だが俺は研究がしたかった。『視える』ということがどういうことか知りたかった。日本国内での研究に行き詰まっていた俺は留学を希望した。が、両親は反対した。正確には「留学したかったら代わりの後継者を連れてこい」と条件を出してきた。
青眼寺は普通の寺じゃない。四百年前の開祖様の時代からずっと『対妖魔の救済所』だった。だから後継者は『能力者』でないとなれない。そのへんの人間を連れてきて「跡を継げ」というわけにはいかない。
開祖様は退魔師だったが、妖魔に対応できるだけの能力があれば別に物理戦闘をする退魔師でなくとも構わない。実際俺の母も祖父母もその上の代も術を行使する術者だった。それぞれに得意があって、結界師とか祓い師とか呼ばれている。母は有能すぎるくらい有能でなんでもできるので、先見師でもあり結界師でもあり呪具師でもあり、と、ひとつの名称に絞れない。そのせいで『術師』と認識されている。俺は『退魔師兼術師』。そう。俺もなんでもできる。
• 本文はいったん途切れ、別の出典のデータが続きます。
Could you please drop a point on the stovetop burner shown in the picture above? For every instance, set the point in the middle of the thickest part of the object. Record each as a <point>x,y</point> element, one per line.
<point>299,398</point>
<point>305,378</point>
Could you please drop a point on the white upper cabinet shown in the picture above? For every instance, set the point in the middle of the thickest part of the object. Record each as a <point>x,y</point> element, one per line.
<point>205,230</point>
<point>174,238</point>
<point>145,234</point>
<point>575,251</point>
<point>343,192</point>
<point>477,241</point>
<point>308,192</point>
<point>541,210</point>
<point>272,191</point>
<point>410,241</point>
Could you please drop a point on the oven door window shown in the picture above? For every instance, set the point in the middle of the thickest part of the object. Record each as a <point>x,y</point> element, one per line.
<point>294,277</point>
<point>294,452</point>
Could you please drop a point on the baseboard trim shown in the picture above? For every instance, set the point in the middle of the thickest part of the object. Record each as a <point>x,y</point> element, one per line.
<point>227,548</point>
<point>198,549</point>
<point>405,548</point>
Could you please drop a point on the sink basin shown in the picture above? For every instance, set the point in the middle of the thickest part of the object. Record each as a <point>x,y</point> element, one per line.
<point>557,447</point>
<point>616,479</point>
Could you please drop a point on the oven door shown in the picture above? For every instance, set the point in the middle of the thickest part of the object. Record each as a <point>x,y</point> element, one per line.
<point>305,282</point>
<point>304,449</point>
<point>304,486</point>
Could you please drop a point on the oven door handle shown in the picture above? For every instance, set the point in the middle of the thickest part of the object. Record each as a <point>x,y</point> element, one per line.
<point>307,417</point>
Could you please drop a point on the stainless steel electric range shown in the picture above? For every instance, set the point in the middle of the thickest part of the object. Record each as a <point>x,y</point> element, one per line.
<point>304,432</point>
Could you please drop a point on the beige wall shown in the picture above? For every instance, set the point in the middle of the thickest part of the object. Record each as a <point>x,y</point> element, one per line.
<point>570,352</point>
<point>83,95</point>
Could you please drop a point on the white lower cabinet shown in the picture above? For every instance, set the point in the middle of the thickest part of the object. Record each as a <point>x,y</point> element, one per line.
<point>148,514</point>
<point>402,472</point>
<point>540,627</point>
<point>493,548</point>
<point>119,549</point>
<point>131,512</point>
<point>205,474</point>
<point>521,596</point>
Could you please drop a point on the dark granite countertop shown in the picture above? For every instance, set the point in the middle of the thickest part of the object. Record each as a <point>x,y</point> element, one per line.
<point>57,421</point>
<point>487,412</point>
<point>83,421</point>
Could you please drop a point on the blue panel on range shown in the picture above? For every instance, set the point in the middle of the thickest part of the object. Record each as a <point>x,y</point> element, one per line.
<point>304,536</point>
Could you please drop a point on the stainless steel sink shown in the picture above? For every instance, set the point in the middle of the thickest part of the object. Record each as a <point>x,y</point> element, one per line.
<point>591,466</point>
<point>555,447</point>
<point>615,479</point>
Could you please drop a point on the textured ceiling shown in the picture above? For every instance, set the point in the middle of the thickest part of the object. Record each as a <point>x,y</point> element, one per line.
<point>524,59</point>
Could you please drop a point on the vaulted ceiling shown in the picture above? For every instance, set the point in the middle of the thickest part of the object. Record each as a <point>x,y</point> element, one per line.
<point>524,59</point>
そんな俺の代わりなんてそこらに転がっているわけがない。昨今『能力者』自体数を減らしているのに、俺並の高レベルとなるとまずいない。見つけたらすぐにどこかに確保される。
「無理じゃないか」と途方に暮れたときに思い出したのが『開祖様の奥様』。藁をも掴む気持ちで童地蔵に向けて「留学したい」「代わりに寺を継いでくれる人間が欲しい」と訴え『願い』をかけた。そりゃあもう必死に。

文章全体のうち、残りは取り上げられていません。